某月某日、片付けなどをしてから、夕方、車を走らせ、久々、田舎の家へ向かった。
三四郎はもう車に酔うこともなくなり、おとなしく助手席で寝ていた。
海に着くと、リードを外して、自由に走らせた。
夜だったが、浜辺を、そして海を喜んでいる。
やはり、同じようにリードを外されたワンちゃんたちが数匹いて、彼らとさんちゃんは浜辺を走り回っていた。
ぼくは少し離れた砂の上に腰を下ろし、無邪気に遊ぶ三四郎を眺めた。
この子に頼られていることがぼくの救いでもあった。
「さて、これからどうしたものかな」
と考えた。

これから、というのは、もうすぐ63歳になる自分の「これから」である。
この勢いで仕事や創作ばかり続けて生きても、一生だが、頑張るのにちょっと疲れたのも事実である。
パリに子供たちとやってくる若い女優さんのニュースを読んだ。頑張ってほしいな、と思った。きっと、パリの人々は優しくこの家族を迎え入れてくれる、とぼくは思った。傷ついた人には優しい街でもある。

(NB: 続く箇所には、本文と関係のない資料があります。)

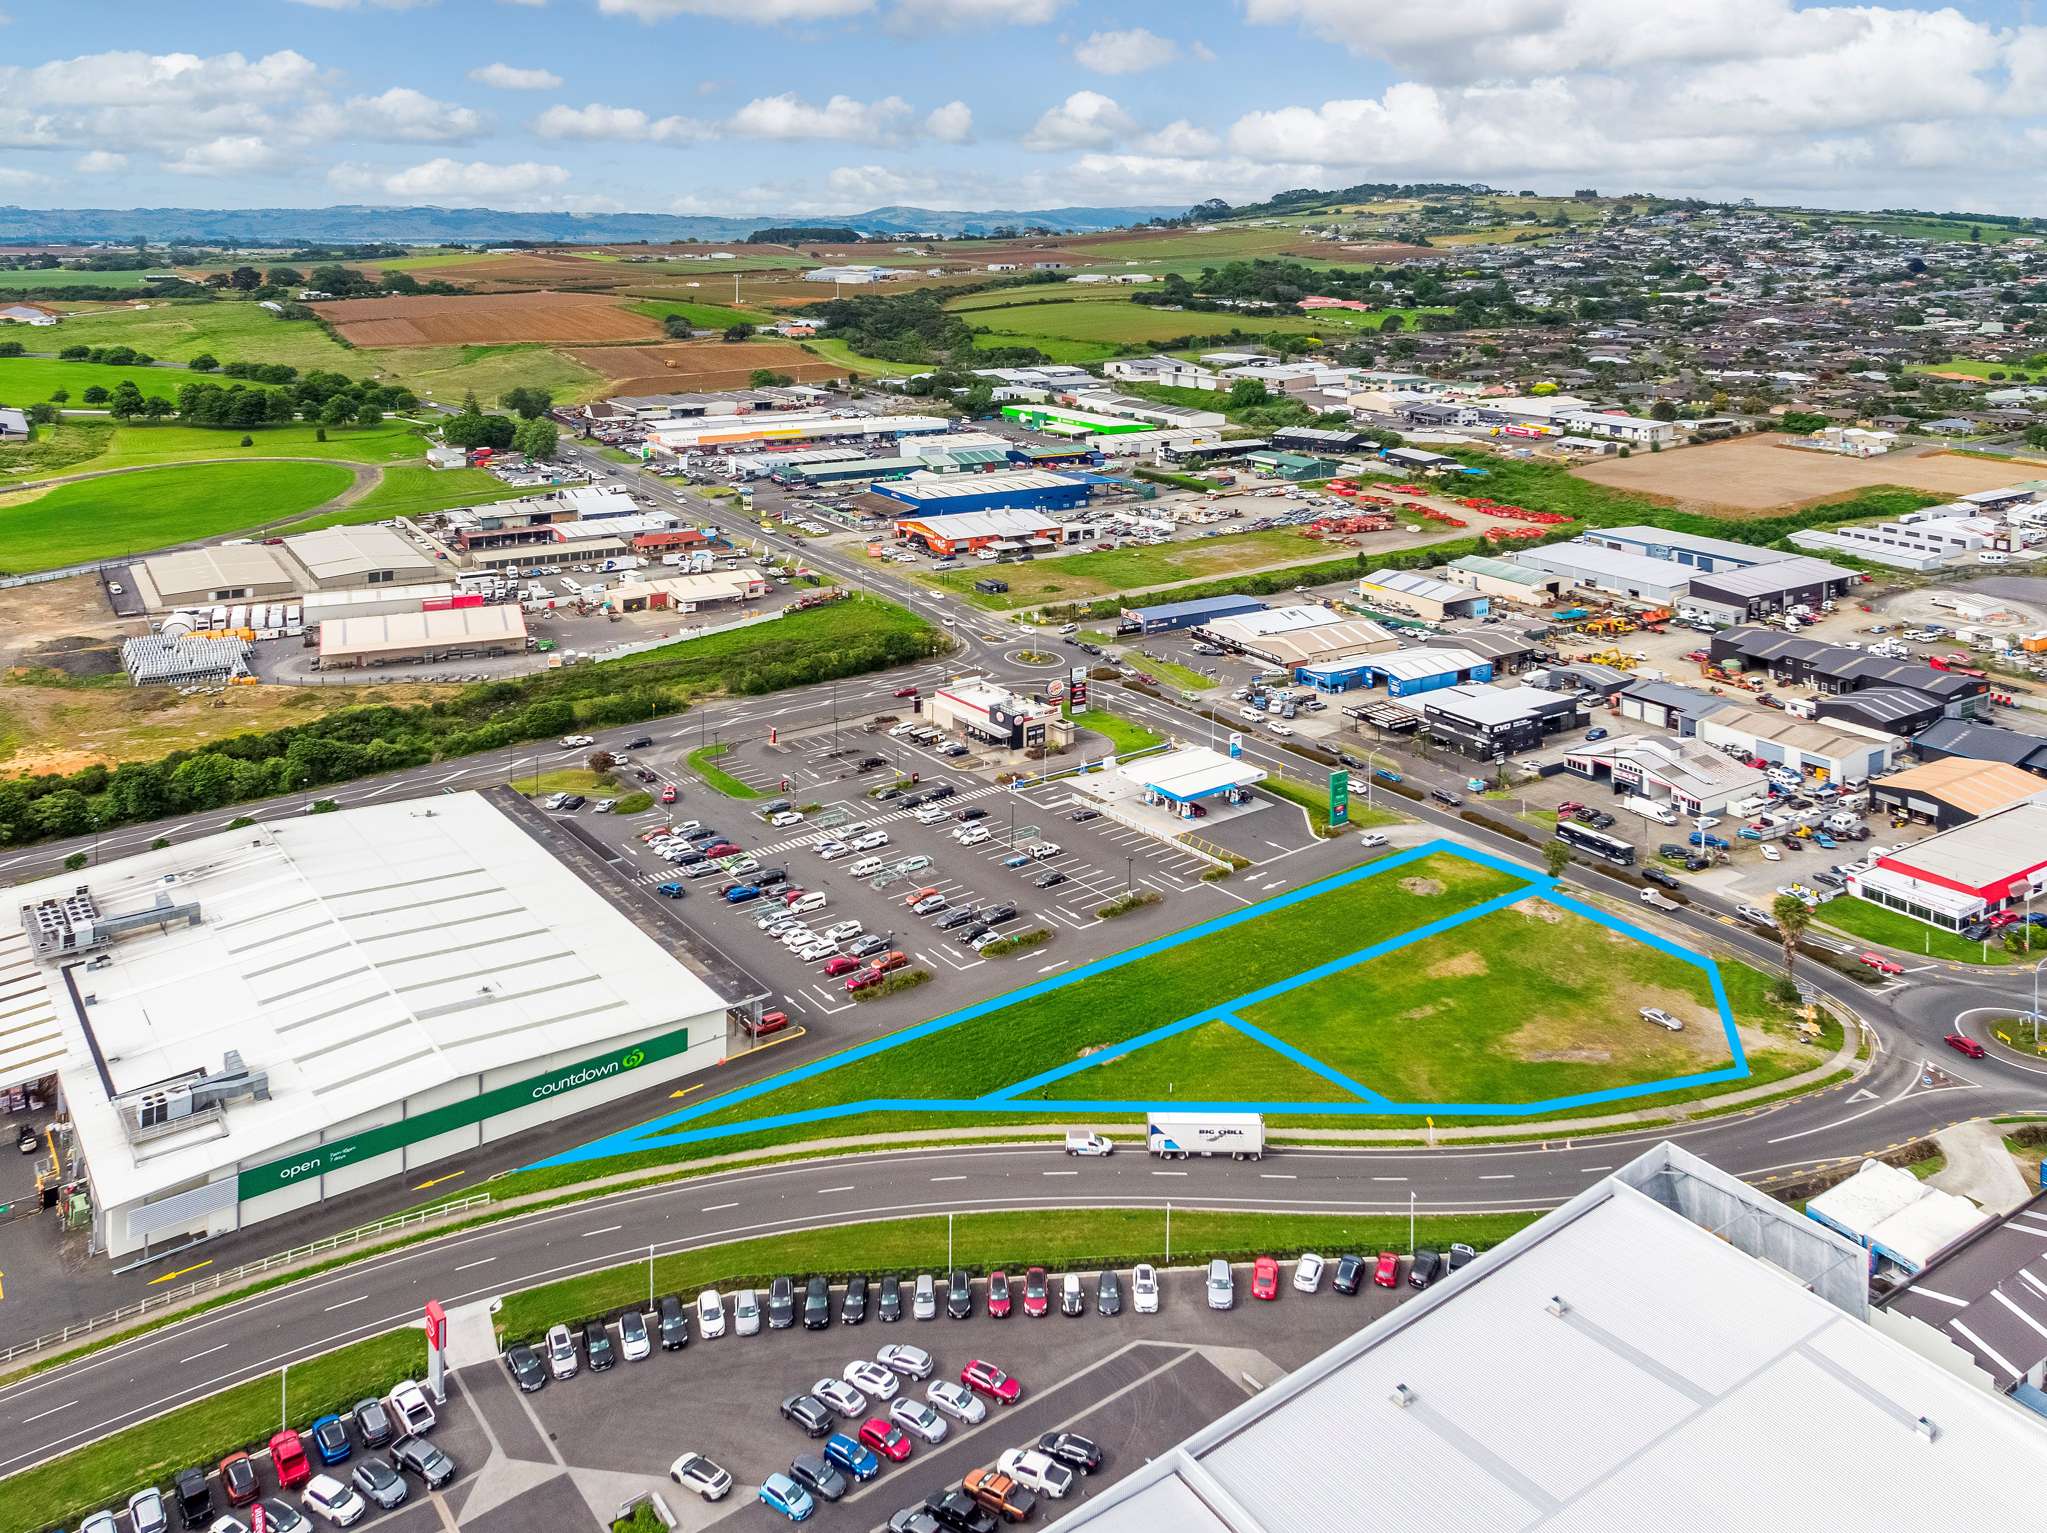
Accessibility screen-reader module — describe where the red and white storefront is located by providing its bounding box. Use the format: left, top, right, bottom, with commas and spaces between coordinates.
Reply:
1847, 801, 2047, 930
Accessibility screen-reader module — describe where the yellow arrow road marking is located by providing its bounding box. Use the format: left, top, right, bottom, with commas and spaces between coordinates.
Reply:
413, 1171, 467, 1191
147, 1261, 213, 1286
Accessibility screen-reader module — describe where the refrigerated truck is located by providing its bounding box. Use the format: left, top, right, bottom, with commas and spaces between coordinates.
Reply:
1148, 1112, 1265, 1161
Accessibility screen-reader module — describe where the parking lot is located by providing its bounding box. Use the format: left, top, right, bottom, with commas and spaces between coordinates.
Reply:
482, 1260, 1407, 1531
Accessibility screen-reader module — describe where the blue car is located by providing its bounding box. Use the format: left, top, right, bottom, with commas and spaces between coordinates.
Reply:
1585, 727, 1608, 742
823, 1432, 880, 1483
308, 1413, 352, 1465
758, 1472, 815, 1522
1002, 854, 1031, 869
723, 884, 763, 904
1688, 831, 1729, 849
656, 882, 686, 898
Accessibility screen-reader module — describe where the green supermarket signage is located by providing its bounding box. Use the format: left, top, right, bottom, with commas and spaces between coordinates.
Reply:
1328, 769, 1349, 828
236, 1026, 692, 1200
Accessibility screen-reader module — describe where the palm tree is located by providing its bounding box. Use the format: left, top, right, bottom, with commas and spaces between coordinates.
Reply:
1772, 894, 1814, 989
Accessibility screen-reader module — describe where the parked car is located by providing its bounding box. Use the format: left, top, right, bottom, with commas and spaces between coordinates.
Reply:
389, 1436, 454, 1490
997, 1448, 1075, 1500
127, 1488, 170, 1533
696, 1288, 726, 1338
504, 1343, 546, 1393
667, 1453, 732, 1502
889, 1396, 949, 1444
172, 1466, 214, 1529
780, 1394, 836, 1438
658, 1294, 691, 1349
619, 1309, 650, 1362
1060, 1271, 1085, 1316
947, 1268, 974, 1320
583, 1319, 616, 1370
1206, 1258, 1234, 1310
1332, 1254, 1365, 1295
842, 1274, 869, 1324
960, 1358, 1022, 1405
844, 1358, 898, 1402
349, 1458, 407, 1512
1097, 1269, 1123, 1316
880, 1341, 934, 1379
220, 1454, 260, 1508
789, 1453, 849, 1504
302, 1475, 366, 1528
1408, 1248, 1444, 1288
878, 1274, 904, 1323
1373, 1251, 1402, 1287
271, 1430, 313, 1491
1132, 1262, 1159, 1313
758, 1472, 816, 1523
928, 1379, 987, 1424
1293, 1253, 1325, 1294
309, 1415, 352, 1466
1022, 1266, 1049, 1318
860, 1417, 916, 1463
1250, 1256, 1280, 1301
824, 1432, 881, 1483
1035, 1431, 1103, 1475
766, 1276, 796, 1329
254, 1501, 310, 1533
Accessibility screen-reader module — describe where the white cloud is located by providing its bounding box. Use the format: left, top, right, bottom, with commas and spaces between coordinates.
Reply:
0, 49, 321, 152
889, 0, 1063, 28
1136, 119, 1217, 156
728, 92, 913, 143
825, 164, 936, 203
327, 86, 484, 142
924, 100, 973, 143
378, 156, 571, 200
1021, 90, 1134, 150
468, 62, 562, 90
1073, 27, 1178, 75
0, 167, 46, 189
76, 149, 128, 174
596, 0, 871, 20
162, 135, 289, 176
533, 101, 712, 142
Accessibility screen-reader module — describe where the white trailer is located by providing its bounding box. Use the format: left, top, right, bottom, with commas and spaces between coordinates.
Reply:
1148, 1112, 1264, 1161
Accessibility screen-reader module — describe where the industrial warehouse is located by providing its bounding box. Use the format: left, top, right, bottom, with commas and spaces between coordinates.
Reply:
316, 605, 530, 669
8, 794, 735, 1261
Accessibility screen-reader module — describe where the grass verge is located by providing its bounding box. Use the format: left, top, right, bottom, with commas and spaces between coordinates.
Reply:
1816, 896, 2018, 966
688, 742, 762, 798
1068, 708, 1163, 755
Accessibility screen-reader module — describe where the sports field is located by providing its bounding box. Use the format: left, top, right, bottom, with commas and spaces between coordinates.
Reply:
0, 460, 355, 571
531, 843, 1815, 1176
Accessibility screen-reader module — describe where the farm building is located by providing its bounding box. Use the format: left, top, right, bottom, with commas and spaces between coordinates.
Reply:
1871, 757, 2047, 829
1354, 568, 1489, 622
1419, 684, 1579, 760
317, 606, 528, 669
890, 507, 1072, 556
1122, 594, 1266, 634
869, 469, 1091, 518
1510, 541, 1693, 605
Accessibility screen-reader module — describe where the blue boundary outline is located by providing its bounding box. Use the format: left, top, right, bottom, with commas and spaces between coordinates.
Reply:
526, 839, 1750, 1169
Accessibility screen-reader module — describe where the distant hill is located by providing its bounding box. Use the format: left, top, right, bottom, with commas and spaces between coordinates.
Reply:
0, 203, 1187, 245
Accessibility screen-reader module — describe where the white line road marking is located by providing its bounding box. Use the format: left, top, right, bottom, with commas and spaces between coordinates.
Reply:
1042, 1170, 1079, 1177
702, 1202, 739, 1212
20, 1401, 75, 1425
1371, 1176, 1408, 1183
1581, 1165, 1614, 1173
1259, 1173, 1297, 1180
178, 1345, 229, 1364
324, 1296, 369, 1312
581, 1225, 623, 1238
1479, 1174, 1516, 1181
455, 1258, 497, 1272
1152, 1170, 1187, 1177
1038, 958, 1072, 973
930, 1175, 967, 1183
817, 1185, 856, 1195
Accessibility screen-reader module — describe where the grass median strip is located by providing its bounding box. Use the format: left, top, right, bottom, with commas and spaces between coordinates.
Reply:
0, 1330, 425, 1533
688, 741, 763, 799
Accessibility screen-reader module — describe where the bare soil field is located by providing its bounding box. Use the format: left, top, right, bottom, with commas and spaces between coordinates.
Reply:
1571, 437, 2029, 513
562, 340, 846, 393
313, 291, 661, 348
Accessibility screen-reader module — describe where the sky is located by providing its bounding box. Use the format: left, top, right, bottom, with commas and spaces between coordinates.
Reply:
1, 1, 2043, 218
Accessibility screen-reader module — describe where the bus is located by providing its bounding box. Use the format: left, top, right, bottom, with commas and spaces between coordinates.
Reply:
1555, 821, 1636, 867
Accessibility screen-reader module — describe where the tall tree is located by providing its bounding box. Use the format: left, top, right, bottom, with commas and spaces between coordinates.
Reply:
1771, 894, 1813, 989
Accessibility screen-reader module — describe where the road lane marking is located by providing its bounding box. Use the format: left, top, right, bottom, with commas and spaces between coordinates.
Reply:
178, 1345, 228, 1364
817, 1185, 856, 1195
1479, 1174, 1516, 1181
1259, 1173, 1297, 1180
455, 1258, 497, 1272
324, 1296, 369, 1312
581, 1225, 623, 1238
1151, 1170, 1187, 1177
1042, 1170, 1079, 1177
930, 1175, 967, 1182
1371, 1176, 1408, 1183
21, 1400, 75, 1425
702, 1202, 739, 1212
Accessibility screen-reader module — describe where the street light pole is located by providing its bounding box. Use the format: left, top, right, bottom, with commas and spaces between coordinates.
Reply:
1165, 1201, 1172, 1263
1409, 1190, 1416, 1255
2034, 955, 2047, 1048
1126, 856, 1133, 892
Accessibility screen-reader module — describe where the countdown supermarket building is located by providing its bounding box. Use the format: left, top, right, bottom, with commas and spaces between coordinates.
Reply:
10, 792, 732, 1261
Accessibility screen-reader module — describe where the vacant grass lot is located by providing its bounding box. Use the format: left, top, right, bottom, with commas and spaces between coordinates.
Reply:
923, 530, 1321, 609
0, 267, 153, 289
27, 419, 428, 480
1028, 1020, 1362, 1103
0, 1328, 424, 1533
958, 295, 1425, 351
47, 300, 359, 375
0, 357, 193, 404
277, 464, 529, 532
367, 341, 608, 404
0, 459, 355, 570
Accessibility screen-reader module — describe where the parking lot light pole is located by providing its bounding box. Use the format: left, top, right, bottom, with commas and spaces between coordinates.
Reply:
1126, 856, 1133, 893
1165, 1202, 1171, 1263
947, 1212, 954, 1272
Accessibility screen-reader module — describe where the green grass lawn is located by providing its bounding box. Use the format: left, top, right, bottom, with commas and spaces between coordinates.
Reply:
491, 1205, 1539, 1345
0, 1329, 424, 1533
688, 741, 762, 798
1816, 896, 2017, 965
44, 300, 359, 375
0, 356, 193, 404
1260, 772, 1404, 834
0, 420, 116, 481
33, 419, 429, 479
0, 459, 356, 570
950, 284, 1451, 351
1907, 357, 2034, 381
277, 464, 531, 532
1121, 650, 1220, 692
0, 267, 154, 290
362, 342, 609, 406
1031, 1020, 1363, 1103
628, 297, 774, 330
515, 767, 616, 797
795, 336, 926, 378
923, 530, 1322, 609
1070, 707, 1163, 754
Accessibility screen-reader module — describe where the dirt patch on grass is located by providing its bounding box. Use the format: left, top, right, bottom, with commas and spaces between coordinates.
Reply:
313, 291, 661, 348
1519, 901, 1565, 924
1427, 951, 1488, 980
1571, 437, 2027, 515
1398, 876, 1444, 896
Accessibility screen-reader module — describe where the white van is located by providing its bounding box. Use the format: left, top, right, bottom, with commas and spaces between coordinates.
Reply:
1824, 811, 1860, 834
846, 856, 884, 878
1621, 797, 1677, 825
787, 891, 827, 915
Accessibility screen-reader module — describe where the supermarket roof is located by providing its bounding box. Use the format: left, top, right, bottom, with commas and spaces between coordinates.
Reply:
14, 793, 727, 1209
1874, 757, 2047, 819
1057, 1141, 2047, 1533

退屈日記「これからどうやって生きていこうと夜の浜辺でかんがえた」



退屈日記「これからどうやって生きていこうと夜の浜辺でかんがえた」

太陽が沈んだ先の海は赤い。
でも、間も無く真っ暗になる。光りあるうちに光の方へ進め、という言葉を思い出した。
たぶん、それは今の自分であろう。まだ、光はあるのだろうか、・・・。
この数年の間に、世の中は大激変を通過した。フランスは3度のロックダウンを乗り切った。
その感染症の時代にぼくは田舎暮らしを決意し、この近くの村で、三四郎と出会った。
一人で生きていくのは不安である。太陽が立ち去った後の暗い海を眺めながら、思った。
さて、ずっと一人で生きていけるのだろうか? 

フランス語だって覚束ないのに、今は元気だけれど、そう考えると不安になる。
けれども、人間みんな、大なり小なり抱えないとならない不安もある。こういう寂しい時は、どうしたらいいのだろう、と思った。
今のぼくには、創作欲はあるが、若かった頃のような、無謀なパワーがない。枯れているのだ。ぼくは苦笑をした。
こういうことを考えている時点で、オワコン、である。
さいきん、映画とか他の仕事でも、若い人たちからリスペクトのない扱いを受ける。もうちょっと、敬意を持てよ、と昨日もとある人に、メールを送った。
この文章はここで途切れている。